Current Research on Wolfram Syndrome
Research has officially started: to enroll we suggest you visit the
International Wolfram Syndrome Registry Website
Abstract: Wolfram Syndrome Research conducted by Washington University, St.Louis, Missouri, USA
General description
Wolfram syndrome is a genetic disorder that is frequently seen in affected individuals as juvenile onset diabetes mellitus and optic atrophy, along with diabetes insipidus and deafness. Most patients with this progressive, neurodegenerative disorder eventually develop all four symptoms and die prematurely. The form of diabetes seen in these patients is ‘insulin-dependent non-autoimmune diabetes mellitus’ and occurs at 6 years as the mean age of onset. When the pancreas from these individuals were examined, the islet cells were dying, and insulin producing (beta)-cells were selectively absent. This syndrome is inherited as autosomal recessive, implying that both the copies of the gene in any individual need to be defective to show the symptoms associated with this disease. It has also been noted that carriers of this syndrome, i.e. those who have only one defective copy of the gene, are estimated to represent 1% of the US population and are predisposed to psychiatric illness. While studying Wolfram’s patients from at least 3 different ethnic backgrounds, our laboratory has used linkage mapping and other genetic techniques to link a region of chromosome 4 to this syndrome. Further, we have isolated a gene from this region and found it to be defective in all Wolfram patients in our study. We have named this gene, Wfs-1.

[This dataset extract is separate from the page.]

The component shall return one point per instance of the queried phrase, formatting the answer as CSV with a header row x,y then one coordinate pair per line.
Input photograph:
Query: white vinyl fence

Based on the observation that insulin producing (beta)-cells are absent in the affected individuals and on the initial molecular characterization of the Wfs-1 gene, we propose that the gene plays an important role in the survival of the (beta)-cells. To this end, we hope to first study the role of the gene in the development of diabetes in mice. Our strategy is to mutate the gene in mice and study the resulting phenotype. More specifically we are interested to see why a defect in the Wfs-1 gene renders the insulin producing cells, incapable of survival and thus assign a role for this gene in normal animals. We hope to apply this knowledge to the study of diabetes in humans. This gene can possibly be the target for new drugs developed to counter auto-immune diabetes mellitus, where progressive death of beta-cells is the primary cause of the disease. Further, the gene itself might represent a therapeutic agent for blocking the onset of diabetes by means of modern gene therapy procedures.
Scientific Abstract
Wolfram syndrome (WFS) was first described in 1938 as a combination of familial juvenile-onset diabetes mellitus and optic atrophy. Most patients with this progressive disorder die prematurely with widespread atrophic changes throughout the brain. Insulin-requiring diabetes mellitus occurs with mean age of onset at 6 years. When examined, pancreatic islets were atrophic and insulin-producing (beta)-cells selectively absent. The disease is believed to account for 1/150 patients with young-onset insulin-requiring diabetes mellitus. The pathogenesis of Wolfram syndrome is unknown. Linkage of the gene to markers on chromosome 4p was reported in 1994 and recently we were successful in the positional cloning of the WFS gene (WFS1). Comparison of the cDNA sequence of WFS1 with those in public databases revealed no related genes. This novel cDNA sequence codes for a polypeptide of 890 amino acid residues. Hydrophobicity analysis predicts the gene product to be a membrane protein.